期刊
NUTRITION IN CLINICAL PRACTICE
卷 37, 期 3, 页码 493-508出版社
WILEY
DOI: 10.1002/ncp.10861
关键词
care coordination; home parenteral nutrition; long-term care; parenteral nutrition; patient safety; patient transfer; skilled nursing facilities
Transitions of care require coordination and poor communication can impact health outcomes and costs. This paper identifies risks in the transition of care for patients requiring parenteral nutrition and proposes best practices for improvement.
Transitions of care require coordination between inpatient healthcare providers, care managers, outpatient/ambulatory providers, and the patient/caregiver and family members. Poor communication during transitions of care can affect health outcomes and economic costs for patients/caregivers, healthcare providers, and healthcare systems.

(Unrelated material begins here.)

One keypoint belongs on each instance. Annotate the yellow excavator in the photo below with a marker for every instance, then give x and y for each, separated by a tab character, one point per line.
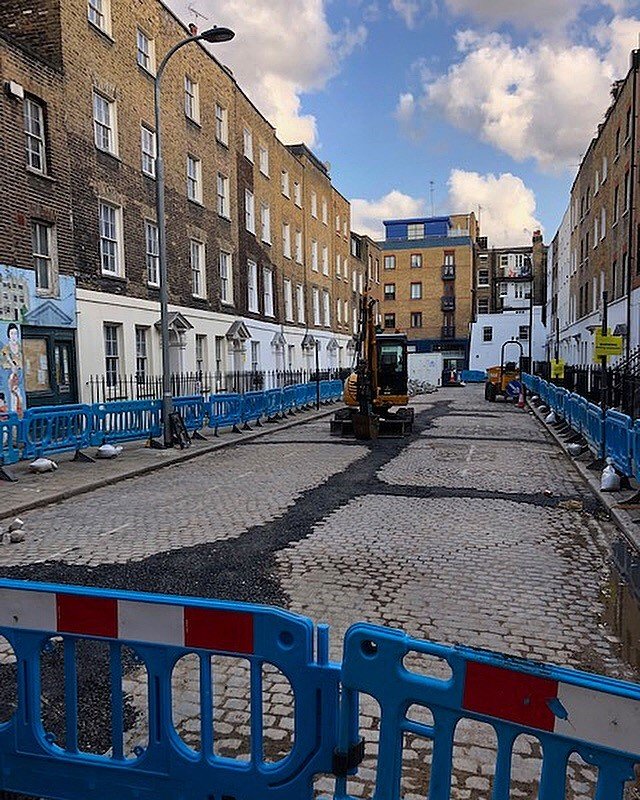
378	383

The goal of this paper is to identify risk-prone processes in the transition of care for patients requiring parenteral nutrition (PN) between healthcare environments, including the hospital, home, skilled nursing facility, and long-term acute care hospital settings. To facilitate the evaluation of the transition, a sequential series of steps in the transition process were identified: initial notification, assessment in preparation for transfer, identifying the receiving organization, identifying accountable providers at each sending/receiving organization, communicating the nutrition care plan, implementing the plan and additional considerations regarding PN preparation and readmissions. Safety concerns with risk-prone processes are identified and recommended best practices are proposed for improving processes at each step of the transition. Pediatric considerations are included in the evaluation of the various steps in the transition of care. This paper was approved by the American Society for Parenteral and Enteral Nutrition (ASPEN) Board of Directors.